Mark Lanier and other plaintiffs lawyers are giving a series of interviews where they complain that the Ernst v. Merck decision (discussed yesterday) is “judicial activism that reinterprets the evidence.” (E.g., in Texas Lawyer.) This is nonsense. Ernst follows well-stated precedent. Indeed, I predicted precisely this result and precisely the case the appellate court would use to strike down the decision the week of the jury’s verdict.
Here’s what the appellate court said yesterday:
An expert’s bare opinion will not suffice to support a jury’s verdict. Merrell Dow Pharm. v. Havner, 953 S.W.2d 706, 711 (Tex. 1997). … Causation opinions based on possibility, speculation, and surmise are no evidence. Havner, 953 S.W.2d at 711-12. Expert opinions must be supported by facts in evidence, not conjecture. Marathon Corp. v. Pitzner, 106 S.W.3d 724, 729 (Tex. 2003).
… Crediting all favorable evidence that reasonable jurors could believe and disregarding all contrary evidence except that which they could not ignore, we find no evidence that Ernst suffered a thrombotic cardiovascular event, i.e., a myocardial infarction triggered by a blood clot.
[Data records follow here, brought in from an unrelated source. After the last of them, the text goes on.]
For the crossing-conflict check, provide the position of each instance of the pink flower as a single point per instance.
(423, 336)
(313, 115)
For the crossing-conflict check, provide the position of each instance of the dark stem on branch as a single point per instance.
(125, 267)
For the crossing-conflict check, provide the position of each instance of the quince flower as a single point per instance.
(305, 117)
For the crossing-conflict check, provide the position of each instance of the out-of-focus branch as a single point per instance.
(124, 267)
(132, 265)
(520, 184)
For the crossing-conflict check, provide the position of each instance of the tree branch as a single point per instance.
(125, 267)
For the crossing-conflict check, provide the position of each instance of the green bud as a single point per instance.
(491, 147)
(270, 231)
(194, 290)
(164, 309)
Here’s what I wrote for Point of Law in 2005:
Texas effectively adopted a Daubert-like standard in Merrell Dow v. Havner. Havner presented the same fact-pattern as Ernst: an expert testifying based purely on speculation and conjecture that a drug was responsible for causation. The Texas Supreme Court noted “Reasonable probability cannot be created by the mere utterance of magic words by someone designated as an expert.” A reasonable appellate court is going to strike the expert testimony, and reverse the case for retrial, and might even grant judgment for the defendants. … It might have to get to the Texas Supreme Court before a reversal happens, but I think it will.
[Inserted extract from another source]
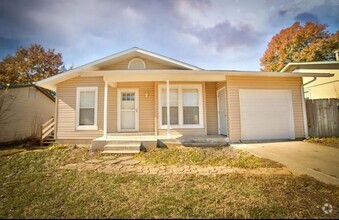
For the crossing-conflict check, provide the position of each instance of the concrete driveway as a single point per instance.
(315, 160)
I said it again in an AEI event in September 2005, in a working paper in December 2005, and repeated this thought in January on C-SPAN:
Now if we are holding this discussion in the Greek agora, Cephalus raises his hand and says, “But, Socrates, isn’t there a Daubert opinion out there that says experts are not allowed to have this sort of testimony out there?” And I would say, “You know something? You are absolutely correct. They are not.” And the Fifth Circuit said that; the Supreme Court said that; the Texas Supreme Court has said that. And where the plaintiffs have won in the federal court and in the Texas courts, those cases are going to be reversed. I cannot promise you that with 100 percent certainty, but I’m very confident that you are going to see reversals there.
The real judicial outrage was the trial court’s failure to throw out the case in the absence of qualified expert evidence. Mark Lanier’s statements alleging that the decision is a result of campaign contributions are arguably a violation of Texas Disciplinary Rule of Professional Conduct 8.02.
Lanier had to have an inkling this result was coming given (1) that he settled the Vioxx litigation for pennies on the dollar; (2) that he stalled for several months before asking for a final judgment, though such a maneuver would have cost his client hundreds of thousands of dollars if she were ultimately successful; and (3) the fact that Garza v. Merck was tossed on the same grounds just a few weeks ago.
Vioxx plaintiffs’ expert evidence simply doesn’t meet Texas or federal standards of law. Indeed, that’s why so many cases were brought in New Jersey state court, where expert evidence standards permit for-hire experts to give ipse dixit reports to the jury, regardless of scientific basis; the risk that punitive damages under New Jersey state law would be preempted by Buckman (as has now happened) was outweighed by the need to get in junk science evidence to have a chance of winning a case.
2 Comments
I think Ernst is a pretty reasonable decision – if the claim is that Vioxx causes blod clots, you’d better darn well be able to show that you have a blood clot.
While it doesn’t speak well to Mr. Lanier’s credibility, I don’t think this suit demonstrates much about the validity or invalidity of the scientific case against Vioxx, given that the court held that Ernst couldn’t prove he even suffer the injury that Vioxx was alleged to cause.
Certainly this suit by itself isn’t conclusive “about the validity or invalidity of the scientific case against Vioxx,” but the fact remains that plaintiffs have had to resort to conclusory ipse dixit evidence of causation in every Vioxx trial to date.